Omar Bongo
Omar Bongo Ondimba (born Albert-Bernard Bongo; 30 December 1935 – 8 June 2009) was a Gabonese politician who was the second president of Gabon for almost 42 years, from 1967 until his death in 2009. Bongo was promoted to key positions as a young official under Gabon's first President Léon M'ba in the 1960s, before being elected vice-president in his own right in 1966. In 1967, he succeeded M'ba to become the country's second president, upon the latter's death.
Bongo headed the single-party regime of the Gabonese Democratic Party (PDG) until 1990, when, faced with public pressure, he was forced to introduce multi-party politics into Gabon. His political survival despite intense opposition to his rule in the early 1990s seemed to stem once again from consolidating power by bringing most of the major opposition leaders at the time to his side. The 1993 presidential election was extremely controversial but ended with his re-election then and the subsequent elections of 1998 and 2005. His respective parliamentary majorities increased and the opposition becoming more subdued with each succeeding election.[2] After Cuban leader Fidel Castro stepped down in February 2008, Bongo became the world's longest-ruling non-royal leader.[3] He was one of the longest serving non-royal rulers before his death.[4][5]
Bongo was criticized for in effect having worked for himself, his family and local elites and not for Gabon and its people. For instance, French green politician Eva Joly claimed that during Bongo's long reign, despite an oil-led GDP per capita growth to one of the highest levels in Africa, Gabon built only 5 km of freeway a year and still had one of the world's highest infant mortality rates by the time of his death in 2009.[6]
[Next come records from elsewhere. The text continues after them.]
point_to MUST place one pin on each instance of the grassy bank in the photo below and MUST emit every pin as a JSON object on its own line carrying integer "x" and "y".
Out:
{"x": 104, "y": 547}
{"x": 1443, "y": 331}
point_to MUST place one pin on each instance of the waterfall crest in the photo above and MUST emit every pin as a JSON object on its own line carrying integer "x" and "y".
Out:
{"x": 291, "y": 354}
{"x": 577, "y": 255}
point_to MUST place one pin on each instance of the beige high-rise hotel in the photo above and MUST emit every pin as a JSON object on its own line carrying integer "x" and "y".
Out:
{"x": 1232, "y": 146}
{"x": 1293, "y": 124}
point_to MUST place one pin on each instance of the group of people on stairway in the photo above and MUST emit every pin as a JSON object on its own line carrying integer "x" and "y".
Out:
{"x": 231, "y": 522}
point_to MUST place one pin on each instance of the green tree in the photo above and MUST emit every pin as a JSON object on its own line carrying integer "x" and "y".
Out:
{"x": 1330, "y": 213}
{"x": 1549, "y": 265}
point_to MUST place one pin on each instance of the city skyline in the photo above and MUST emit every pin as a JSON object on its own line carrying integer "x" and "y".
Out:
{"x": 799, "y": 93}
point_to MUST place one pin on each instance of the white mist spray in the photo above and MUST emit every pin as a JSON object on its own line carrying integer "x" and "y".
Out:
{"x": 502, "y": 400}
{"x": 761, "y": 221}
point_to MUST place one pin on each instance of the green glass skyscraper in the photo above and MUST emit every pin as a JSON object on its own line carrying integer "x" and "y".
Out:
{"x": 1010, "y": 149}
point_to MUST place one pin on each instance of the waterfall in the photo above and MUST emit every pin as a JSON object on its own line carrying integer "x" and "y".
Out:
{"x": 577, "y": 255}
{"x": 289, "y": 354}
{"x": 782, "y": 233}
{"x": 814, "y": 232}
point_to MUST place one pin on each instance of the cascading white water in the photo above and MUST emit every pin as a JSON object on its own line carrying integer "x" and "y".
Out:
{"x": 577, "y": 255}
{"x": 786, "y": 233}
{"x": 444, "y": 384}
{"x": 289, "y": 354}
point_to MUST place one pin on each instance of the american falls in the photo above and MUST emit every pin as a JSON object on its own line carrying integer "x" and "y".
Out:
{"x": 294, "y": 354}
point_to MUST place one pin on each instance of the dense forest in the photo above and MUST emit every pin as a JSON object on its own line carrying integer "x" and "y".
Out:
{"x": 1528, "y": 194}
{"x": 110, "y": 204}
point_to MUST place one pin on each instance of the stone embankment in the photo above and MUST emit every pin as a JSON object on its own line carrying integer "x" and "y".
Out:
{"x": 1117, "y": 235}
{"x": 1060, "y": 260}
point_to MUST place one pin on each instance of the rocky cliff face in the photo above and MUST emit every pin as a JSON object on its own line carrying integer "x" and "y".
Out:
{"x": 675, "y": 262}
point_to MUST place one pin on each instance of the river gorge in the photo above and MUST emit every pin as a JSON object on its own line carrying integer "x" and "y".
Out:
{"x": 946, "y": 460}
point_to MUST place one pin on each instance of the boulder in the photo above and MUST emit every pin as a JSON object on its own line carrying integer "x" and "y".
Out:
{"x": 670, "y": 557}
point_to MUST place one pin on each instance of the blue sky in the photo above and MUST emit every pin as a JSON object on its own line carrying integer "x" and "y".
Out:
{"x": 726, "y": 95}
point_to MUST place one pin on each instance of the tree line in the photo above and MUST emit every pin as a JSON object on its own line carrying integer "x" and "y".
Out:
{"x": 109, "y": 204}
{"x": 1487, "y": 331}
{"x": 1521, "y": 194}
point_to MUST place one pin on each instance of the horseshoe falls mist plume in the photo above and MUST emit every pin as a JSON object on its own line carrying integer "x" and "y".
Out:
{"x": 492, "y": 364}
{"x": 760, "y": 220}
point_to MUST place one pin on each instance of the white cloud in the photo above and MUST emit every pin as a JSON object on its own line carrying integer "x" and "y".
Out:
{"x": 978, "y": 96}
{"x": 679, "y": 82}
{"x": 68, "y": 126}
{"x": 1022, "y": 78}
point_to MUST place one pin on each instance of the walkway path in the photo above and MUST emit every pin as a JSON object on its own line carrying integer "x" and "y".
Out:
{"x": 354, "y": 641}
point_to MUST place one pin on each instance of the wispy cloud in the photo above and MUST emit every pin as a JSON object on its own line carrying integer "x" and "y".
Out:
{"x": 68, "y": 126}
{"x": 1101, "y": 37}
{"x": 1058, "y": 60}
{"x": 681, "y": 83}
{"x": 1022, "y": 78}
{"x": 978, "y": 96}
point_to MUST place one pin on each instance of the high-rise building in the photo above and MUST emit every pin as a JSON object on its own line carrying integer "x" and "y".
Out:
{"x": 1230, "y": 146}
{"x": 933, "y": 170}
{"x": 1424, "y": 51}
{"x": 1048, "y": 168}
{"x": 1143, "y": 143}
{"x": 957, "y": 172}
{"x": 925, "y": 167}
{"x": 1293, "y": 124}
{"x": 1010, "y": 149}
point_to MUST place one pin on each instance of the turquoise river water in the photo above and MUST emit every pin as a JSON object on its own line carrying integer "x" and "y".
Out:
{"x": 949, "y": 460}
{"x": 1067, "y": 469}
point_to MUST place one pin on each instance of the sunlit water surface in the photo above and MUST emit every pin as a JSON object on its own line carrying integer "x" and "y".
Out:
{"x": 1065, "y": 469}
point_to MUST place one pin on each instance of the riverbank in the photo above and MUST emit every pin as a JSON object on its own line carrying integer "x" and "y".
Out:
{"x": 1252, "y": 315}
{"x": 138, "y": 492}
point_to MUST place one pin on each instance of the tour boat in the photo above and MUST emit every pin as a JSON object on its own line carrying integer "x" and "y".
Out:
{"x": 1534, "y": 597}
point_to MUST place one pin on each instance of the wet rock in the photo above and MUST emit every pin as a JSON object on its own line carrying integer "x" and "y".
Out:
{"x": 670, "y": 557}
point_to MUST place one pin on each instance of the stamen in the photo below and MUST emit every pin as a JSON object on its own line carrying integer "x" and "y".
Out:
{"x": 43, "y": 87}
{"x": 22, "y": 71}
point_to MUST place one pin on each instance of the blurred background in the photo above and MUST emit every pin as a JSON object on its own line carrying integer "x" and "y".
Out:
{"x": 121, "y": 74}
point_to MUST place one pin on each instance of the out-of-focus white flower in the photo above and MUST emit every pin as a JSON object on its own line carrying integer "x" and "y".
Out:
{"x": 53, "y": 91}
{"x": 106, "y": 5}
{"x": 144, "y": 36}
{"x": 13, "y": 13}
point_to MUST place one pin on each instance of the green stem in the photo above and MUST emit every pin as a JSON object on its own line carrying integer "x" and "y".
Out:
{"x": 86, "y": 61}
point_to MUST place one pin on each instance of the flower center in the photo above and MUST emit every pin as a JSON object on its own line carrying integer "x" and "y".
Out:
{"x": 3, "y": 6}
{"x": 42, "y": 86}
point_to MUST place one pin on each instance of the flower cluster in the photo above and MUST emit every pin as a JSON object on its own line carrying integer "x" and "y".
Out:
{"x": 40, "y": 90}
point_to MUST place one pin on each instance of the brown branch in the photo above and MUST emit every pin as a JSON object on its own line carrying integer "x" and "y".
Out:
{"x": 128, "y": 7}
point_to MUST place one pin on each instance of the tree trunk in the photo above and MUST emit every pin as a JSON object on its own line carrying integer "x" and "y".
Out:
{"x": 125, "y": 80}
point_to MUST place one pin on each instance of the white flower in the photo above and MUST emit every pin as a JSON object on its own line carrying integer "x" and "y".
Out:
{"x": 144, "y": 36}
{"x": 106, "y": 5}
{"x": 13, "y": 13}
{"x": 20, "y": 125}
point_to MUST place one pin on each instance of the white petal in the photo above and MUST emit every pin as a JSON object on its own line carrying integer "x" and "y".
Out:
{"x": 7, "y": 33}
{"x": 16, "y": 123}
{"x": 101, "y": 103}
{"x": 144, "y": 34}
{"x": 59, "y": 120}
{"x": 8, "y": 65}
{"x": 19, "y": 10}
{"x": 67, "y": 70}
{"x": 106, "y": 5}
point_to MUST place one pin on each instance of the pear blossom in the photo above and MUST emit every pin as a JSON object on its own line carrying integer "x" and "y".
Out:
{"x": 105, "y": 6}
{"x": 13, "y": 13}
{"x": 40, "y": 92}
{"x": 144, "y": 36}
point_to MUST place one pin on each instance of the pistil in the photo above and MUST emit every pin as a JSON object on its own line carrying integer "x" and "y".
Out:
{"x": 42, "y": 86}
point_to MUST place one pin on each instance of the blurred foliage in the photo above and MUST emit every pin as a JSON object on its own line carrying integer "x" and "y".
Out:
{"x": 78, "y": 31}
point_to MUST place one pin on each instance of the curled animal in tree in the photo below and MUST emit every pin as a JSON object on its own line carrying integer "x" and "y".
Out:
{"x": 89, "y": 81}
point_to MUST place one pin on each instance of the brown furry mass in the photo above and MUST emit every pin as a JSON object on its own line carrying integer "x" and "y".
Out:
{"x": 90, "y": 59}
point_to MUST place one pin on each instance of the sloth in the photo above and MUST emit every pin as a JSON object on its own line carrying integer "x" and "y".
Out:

After Bongo's death in June 2009, his son Ali Bongo, who had long been assigned key ministerial responsibilities by his father, was elected to succeed him in August of that year.
Early life[edit]
The youngest of twelve siblings, Albert-Bernard Bongo was born on 30 December 1935 in Lewai (since renamed Bongoville), French Equatorial Africa, a town of the Haut-Ogooué province in what is now southeastern Gabon near the border with the Republic of the Congo. He was a member of the small Bateke ethnic group.[7] He changed his name to El Hadj Omar Bongo when he converted to Islam in 1973.[8] After completing his primary and secondary education in Brazzaville (then the capital of French Equatorial Africa), Bongo held a job at the Post and Telecommunications Public Services, before joining the French military where he served as a second lieutenant and then as a first lieutenant in the Air Force, in Brazzaville, Bangui and Fort Lamy (present-day N'djamena, Chad) successively, before being honourably discharged as captain.[9]
Political career[edit]
Pre-Presidency[edit]
After Gabon's independence in 1960, Albert-Bernard Bongo began his political career, rapidly rising through a succession of positions under President Léon M'ba.[10] Bongo campaigned for M. Sandoungout in Haut Ogooué in the 1961 parliamentary election, choosing not to run for election in his own right; Sandoungout was elected and became Minister of Health. Bongo worked at the Ministry of Foreign Affairs for a time, and he was named Assistant Director of the Presidential Cabinet in March 1962; he was named Director seven months later.[11] In 1964, during the only coup attempt in 20th-century Gabon, M'ba was kidnapped and Bongo was held in a military camp in Libreville, though M'ba was restored to power two days later.[10]
On 24 September 1965, he was appointed as Presidential Representative and placed in charge of defence and coordination. He was then appointed Minister of Information and Tourism, initially on an interim basis, then formally holding the position in August 1966. M'ba, whose health was declining, appointed Bongo as Vice-President of Gabon on 12 November 1966. In the presidential election held on 19 March 1967, M'ba was re-elected as President and Bongo was elected as Vice-President during the same election. Bongo was in effective control of Gabon since November 1966 during President Léon M'ba's long illness.[12]